Insider Trade Summary 10b5-1
| Type | Security | Shares | Price | Value |
|---|---|---|---|---|
| Sale | Class A Common Stock | 2,500 | $10.9646 | $27K |
| Sale | Class A Common Stock | 5,000 | $11.0884 | $55K |
| Exercise | Class B Units | 12,500 | $0.00 | -- |
| Exercise | Class A Common Stock | 12,500 | $0.00 | -- |
| Disposition | Class B Common Stock | 12,500 | $0.00 | -- |
| Sale | Class A Common Stock | 5,000 | $11.1714 | $56K |
Footnotes (1)
- The Class B Units of Viant Technology LLC ("Class B Units") are exchangeable, at the holder's option, on a one-for-one basis into shares of Class A common stock of the Issuer. Upon exchange of a Class B Unit, the corresponding share of Class B common stock will be automatically cancelled.
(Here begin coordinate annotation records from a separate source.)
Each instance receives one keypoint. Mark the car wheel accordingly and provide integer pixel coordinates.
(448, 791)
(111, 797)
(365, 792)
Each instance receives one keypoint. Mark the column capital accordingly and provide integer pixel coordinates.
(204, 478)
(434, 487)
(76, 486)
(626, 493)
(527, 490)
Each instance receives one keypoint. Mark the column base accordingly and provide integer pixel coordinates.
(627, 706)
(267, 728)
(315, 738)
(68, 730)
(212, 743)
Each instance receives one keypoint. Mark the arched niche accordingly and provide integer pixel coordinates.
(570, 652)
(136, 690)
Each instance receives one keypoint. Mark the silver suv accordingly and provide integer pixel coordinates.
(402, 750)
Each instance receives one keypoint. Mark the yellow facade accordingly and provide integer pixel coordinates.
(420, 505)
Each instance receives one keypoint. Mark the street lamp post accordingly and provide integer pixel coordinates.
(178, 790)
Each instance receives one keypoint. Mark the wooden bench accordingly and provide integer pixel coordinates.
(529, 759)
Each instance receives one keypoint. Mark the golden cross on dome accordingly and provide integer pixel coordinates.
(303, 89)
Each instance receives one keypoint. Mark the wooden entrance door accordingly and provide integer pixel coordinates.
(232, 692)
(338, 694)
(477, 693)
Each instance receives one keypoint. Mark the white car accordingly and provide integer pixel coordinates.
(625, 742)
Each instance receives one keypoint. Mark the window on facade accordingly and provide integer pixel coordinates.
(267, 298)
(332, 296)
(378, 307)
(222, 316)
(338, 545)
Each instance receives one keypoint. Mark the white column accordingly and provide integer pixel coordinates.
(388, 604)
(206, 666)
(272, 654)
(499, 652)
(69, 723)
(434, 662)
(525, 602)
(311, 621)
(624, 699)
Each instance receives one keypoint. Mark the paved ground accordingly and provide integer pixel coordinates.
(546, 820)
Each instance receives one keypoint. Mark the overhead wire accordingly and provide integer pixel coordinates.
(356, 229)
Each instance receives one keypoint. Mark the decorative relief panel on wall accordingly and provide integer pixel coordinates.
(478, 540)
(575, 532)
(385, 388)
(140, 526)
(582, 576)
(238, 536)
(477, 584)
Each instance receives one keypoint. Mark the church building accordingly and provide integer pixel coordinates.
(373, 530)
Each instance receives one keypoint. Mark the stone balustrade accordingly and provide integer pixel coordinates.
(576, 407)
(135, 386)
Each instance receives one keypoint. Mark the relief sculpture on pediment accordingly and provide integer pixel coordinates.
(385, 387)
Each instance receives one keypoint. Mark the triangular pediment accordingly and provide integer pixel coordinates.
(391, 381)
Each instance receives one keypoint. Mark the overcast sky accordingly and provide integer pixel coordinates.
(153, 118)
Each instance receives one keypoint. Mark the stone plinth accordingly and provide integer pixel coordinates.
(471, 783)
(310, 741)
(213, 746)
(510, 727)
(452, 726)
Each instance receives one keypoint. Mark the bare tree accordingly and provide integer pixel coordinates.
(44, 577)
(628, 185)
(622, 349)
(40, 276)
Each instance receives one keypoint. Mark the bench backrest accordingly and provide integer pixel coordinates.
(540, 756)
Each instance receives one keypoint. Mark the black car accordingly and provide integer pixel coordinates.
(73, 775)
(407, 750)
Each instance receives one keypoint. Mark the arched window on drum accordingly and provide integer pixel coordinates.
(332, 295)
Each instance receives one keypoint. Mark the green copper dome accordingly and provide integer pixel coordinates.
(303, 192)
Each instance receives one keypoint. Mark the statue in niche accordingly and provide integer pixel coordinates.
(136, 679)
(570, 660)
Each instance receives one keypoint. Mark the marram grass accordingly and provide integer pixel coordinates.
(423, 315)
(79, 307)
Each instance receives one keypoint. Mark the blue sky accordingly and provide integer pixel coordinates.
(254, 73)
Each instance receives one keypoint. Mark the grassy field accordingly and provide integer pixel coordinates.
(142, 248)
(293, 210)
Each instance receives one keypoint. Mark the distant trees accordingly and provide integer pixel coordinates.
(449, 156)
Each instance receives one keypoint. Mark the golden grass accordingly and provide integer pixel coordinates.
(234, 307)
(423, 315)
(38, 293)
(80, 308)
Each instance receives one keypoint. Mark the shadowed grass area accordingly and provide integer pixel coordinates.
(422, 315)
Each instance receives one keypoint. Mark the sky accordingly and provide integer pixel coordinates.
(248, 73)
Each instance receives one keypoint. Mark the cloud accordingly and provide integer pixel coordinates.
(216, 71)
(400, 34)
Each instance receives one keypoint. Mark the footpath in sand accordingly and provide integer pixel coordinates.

The Reporting Person holds a one-third interest in Capital V LLC and may therefore be deemed to have an indirect pecuniary interest in one-third of Capital V LLC's total holdings. Reflects the cancellation for no consideration of a number of shares of Class B common stock of the Issuer in connection with the redemption by Capital V LLC of an equal number of Class B Units for Class A common stock. Shares sold pursuant to a 10b5-1 plan adopted by Capital V LLC on March 18, 2025, as amended on September 17, 2025. The price reported in Column 4 is a weighted average price, based on the Reporting Person's pro rata portion of a total of 15,000 shares of Class A Common Stock sold on behalf of Capital V LLC. These shares were sold in multiple transactions at prices ranging from $10.77 to $11.43. The Reporting Person undertakes to provide the Issuer, any security holder of the Issuer, or the staff of the Securities and Exchange Commission, upon request, full information regarding the number of shares sold at each separate price within the range set forth in this footnote. The price reported in Column 4 is a weighted average price, based on the Reporting Person's pro rata portion of a total of 15,000 shares of Class A Common Stock sold on behalf of Capital V LLC. These shares were sold in multiple transactions at prices ranging from $10.91 to $11.50. The Reporting Person undertakes to provide the Issuer, any security holder of the Issuer, or the staff of the Securities and Exchange Commission, upon request, full information regarding the number of shares sold at each separate price within the range set forth in this footnote. The price reported in Column 4 is a weighted average price, based on the Reporting Person's pro rata portion of a total of 7,500 shares of Class A Common Stock sold on behalf of Capital V LLC. These shares were sold in multiple transactions at prices ranging from $10.665 to $11.23. The Reporting Person undertakes to provide the Issuer, any security holder of the Issuer, or the staff of the Securities and Exchange Commission, upon request, full information regarding the number of shares sold at each separate price within the range set forth in this footnote.